Wednesday, April 5th, 2006

and I’ll have my job automated to the point where I can do it in 15 minutes a week. Thanks to Squeak, Seaside, a bunch of code I have laying around, and good old fashioned focused laziness, I expect I’ll have my current function fully performed by a little web app and 15 minutes of manual updating.

You can’t touch this kind of thing in Java.

Why I hate Microsoft Software – part I

Monday, April 3rd, 2006

At work we have a bunch of web pages that display information in tabular format. I have a project that needs to track a bunch of changes to the data in the database displayed in web pages in tabular format. I manage projects in Excel because MS Project is impossibly complex for the average person and Project X isn’t ready yet.

(When it ships, Project X will rock – it uses ObjectiveCLIPS which means it will be easy to hack its behavior and, more importantly, will act logically in the first place. But I digress)

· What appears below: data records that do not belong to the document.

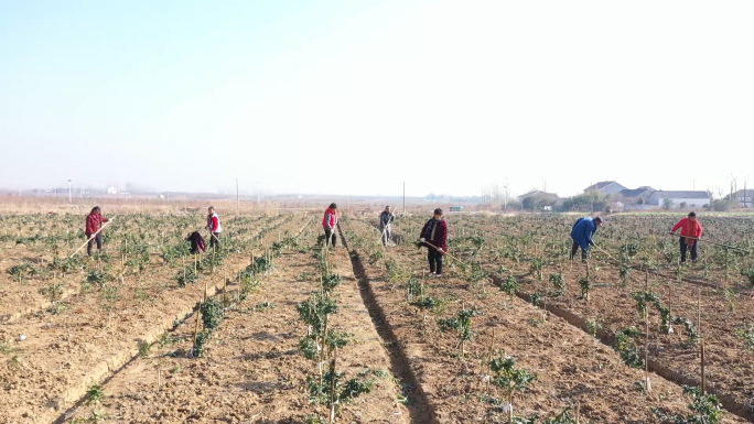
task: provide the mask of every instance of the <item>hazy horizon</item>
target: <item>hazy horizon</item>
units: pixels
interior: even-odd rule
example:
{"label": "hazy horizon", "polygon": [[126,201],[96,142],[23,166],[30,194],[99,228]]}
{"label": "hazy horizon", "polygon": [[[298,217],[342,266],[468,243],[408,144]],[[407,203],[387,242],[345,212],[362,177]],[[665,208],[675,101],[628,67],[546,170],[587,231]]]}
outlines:
{"label": "hazy horizon", "polygon": [[750,181],[754,3],[0,4],[0,187]]}

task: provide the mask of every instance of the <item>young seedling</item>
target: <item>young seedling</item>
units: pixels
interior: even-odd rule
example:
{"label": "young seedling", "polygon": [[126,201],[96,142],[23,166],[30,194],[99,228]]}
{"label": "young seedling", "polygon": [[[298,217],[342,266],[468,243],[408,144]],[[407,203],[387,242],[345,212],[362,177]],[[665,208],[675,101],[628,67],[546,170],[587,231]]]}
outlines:
{"label": "young seedling", "polygon": [[554,287],[554,296],[566,295],[566,278],[562,273],[550,274],[550,284]]}
{"label": "young seedling", "polygon": [[516,368],[516,360],[509,356],[493,359],[491,368],[497,374],[493,383],[505,391],[508,402],[508,422],[514,423],[514,393],[526,391],[537,380],[538,376],[525,369]]}
{"label": "young seedling", "polygon": [[636,337],[639,330],[636,327],[624,328],[615,333],[615,350],[621,354],[621,358],[628,367],[643,368],[644,359],[636,346]]}
{"label": "young seedling", "polygon": [[465,343],[473,339],[475,335],[474,330],[472,329],[473,323],[471,318],[481,315],[484,314],[475,307],[466,309],[462,306],[457,316],[452,318],[443,318],[438,322],[438,324],[440,325],[440,330],[442,330],[443,333],[449,331],[451,329],[459,333],[459,337],[461,339],[459,343],[459,348],[461,349],[461,357],[463,357],[465,354]]}
{"label": "young seedling", "polygon": [[513,275],[508,275],[505,282],[503,282],[503,284],[500,285],[500,290],[507,293],[511,298],[516,295],[518,289],[518,280],[516,280],[516,278]]}
{"label": "young seedling", "polygon": [[591,300],[589,293],[592,290],[592,280],[589,275],[584,275],[579,279],[579,285],[581,286],[581,297],[589,302]]}
{"label": "young seedling", "polygon": [[699,423],[699,424],[718,424],[722,422],[723,409],[718,396],[713,394],[705,394],[701,388],[693,388],[683,385],[683,393],[690,394],[693,400],[688,405],[691,414],[677,415],[666,414],[661,410],[655,407],[651,412],[666,423]]}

Anyhow, I need to update my spreadsheet copy of this tabular data from the web page every week to make status reports. It seems to me that the sensible thing would be for html tables I select and copy to be put onto the clipboard in some format that Excel understands means TABLE. That would be the sensible thing. Which is likely why it doesn’t happen. Pasting a copied HTML table into Excel results in all the text being concatenated into a single field as one long string. What idiot thought that was the right thing to do? So much for application integration. They own the entire thing and they can’t make it work sensibly.

Instead, I had to rely on Squeak and the HTML parser I built to do http://www.badpage.info’s validator to extract the data into a tabular format (I used an array of dictionaries) that I could then use to output a csv file (comma separated values) that Excel will recognize.

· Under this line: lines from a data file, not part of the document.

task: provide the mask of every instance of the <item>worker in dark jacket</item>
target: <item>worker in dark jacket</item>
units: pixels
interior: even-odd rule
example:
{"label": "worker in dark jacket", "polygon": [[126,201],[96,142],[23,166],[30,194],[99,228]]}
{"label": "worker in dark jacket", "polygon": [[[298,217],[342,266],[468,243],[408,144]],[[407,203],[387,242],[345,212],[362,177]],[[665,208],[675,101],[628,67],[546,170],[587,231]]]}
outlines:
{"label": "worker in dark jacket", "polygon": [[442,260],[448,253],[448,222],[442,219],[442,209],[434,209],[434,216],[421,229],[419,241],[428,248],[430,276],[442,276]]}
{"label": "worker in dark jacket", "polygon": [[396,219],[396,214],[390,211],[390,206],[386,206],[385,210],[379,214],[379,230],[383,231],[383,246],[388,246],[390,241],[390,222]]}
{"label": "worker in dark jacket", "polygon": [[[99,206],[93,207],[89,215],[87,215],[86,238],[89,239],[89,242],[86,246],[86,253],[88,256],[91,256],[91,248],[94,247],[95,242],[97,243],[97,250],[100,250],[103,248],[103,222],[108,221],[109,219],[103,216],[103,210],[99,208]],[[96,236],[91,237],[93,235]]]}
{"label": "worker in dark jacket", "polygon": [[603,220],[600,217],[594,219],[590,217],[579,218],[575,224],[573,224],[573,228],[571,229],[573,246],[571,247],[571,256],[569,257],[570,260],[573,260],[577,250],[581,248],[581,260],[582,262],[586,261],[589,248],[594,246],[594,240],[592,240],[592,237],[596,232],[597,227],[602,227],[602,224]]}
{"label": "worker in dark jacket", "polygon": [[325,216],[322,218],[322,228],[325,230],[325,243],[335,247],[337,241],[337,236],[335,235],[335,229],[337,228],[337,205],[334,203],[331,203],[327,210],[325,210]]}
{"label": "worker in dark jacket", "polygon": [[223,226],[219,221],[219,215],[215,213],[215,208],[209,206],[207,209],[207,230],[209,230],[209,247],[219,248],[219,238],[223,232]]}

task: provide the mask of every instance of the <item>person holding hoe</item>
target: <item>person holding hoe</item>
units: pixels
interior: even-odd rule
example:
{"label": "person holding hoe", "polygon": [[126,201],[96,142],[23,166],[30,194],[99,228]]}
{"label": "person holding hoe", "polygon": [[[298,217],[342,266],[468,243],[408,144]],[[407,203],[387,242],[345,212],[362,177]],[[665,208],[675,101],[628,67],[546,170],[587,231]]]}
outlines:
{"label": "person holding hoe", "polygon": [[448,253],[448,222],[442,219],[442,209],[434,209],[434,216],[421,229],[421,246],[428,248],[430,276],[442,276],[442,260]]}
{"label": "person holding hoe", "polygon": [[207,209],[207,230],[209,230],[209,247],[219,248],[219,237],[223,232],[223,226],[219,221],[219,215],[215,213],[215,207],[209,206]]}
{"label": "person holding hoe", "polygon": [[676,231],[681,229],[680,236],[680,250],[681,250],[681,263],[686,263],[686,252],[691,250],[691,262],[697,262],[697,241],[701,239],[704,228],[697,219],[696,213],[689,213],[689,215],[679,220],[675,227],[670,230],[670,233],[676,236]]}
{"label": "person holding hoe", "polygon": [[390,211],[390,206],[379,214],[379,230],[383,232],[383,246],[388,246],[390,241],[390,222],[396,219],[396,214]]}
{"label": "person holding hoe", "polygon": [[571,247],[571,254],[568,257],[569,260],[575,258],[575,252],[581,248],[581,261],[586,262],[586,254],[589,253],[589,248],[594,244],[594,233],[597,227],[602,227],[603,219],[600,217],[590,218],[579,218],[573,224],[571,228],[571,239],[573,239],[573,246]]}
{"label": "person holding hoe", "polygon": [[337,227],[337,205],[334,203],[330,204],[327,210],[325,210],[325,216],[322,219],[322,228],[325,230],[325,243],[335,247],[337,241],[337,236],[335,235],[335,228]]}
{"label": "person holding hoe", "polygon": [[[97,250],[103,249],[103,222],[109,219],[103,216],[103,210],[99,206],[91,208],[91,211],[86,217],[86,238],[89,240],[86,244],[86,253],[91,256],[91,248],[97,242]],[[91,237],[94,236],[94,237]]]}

Which resulted in me writing an entire app in Seaside and pitching Excel altogether. I mean, if I’ve got to write code anyhow, hey.

I do think this is one of those tasks that DabbleDB was made for. Pity its not out yet.

Intel native Squeak VM for Mac OS X

Sunday, April 2nd, 2006

I’ve finally figured out how to build an intel version of the Squeak VM for Unix. Thanks to some generous help fromJohn M McIntosh I’ve managed to get the Unix VM running faster than usual. I stick to the Unix VM to avoid any compatibility surprises as I develop on my Mac, but deploy to a Linux box in a hosting facility. The Unix VM has some advantages for interfacing with command line tools as well. If you’d like a copy, go ahead and grab it.

On the other hand, if all you are doing is playing on the Mac, then the Carbon based VM that John maintains is about 20% faster. It is also a universal binary. The Unix build I provide is Intel only.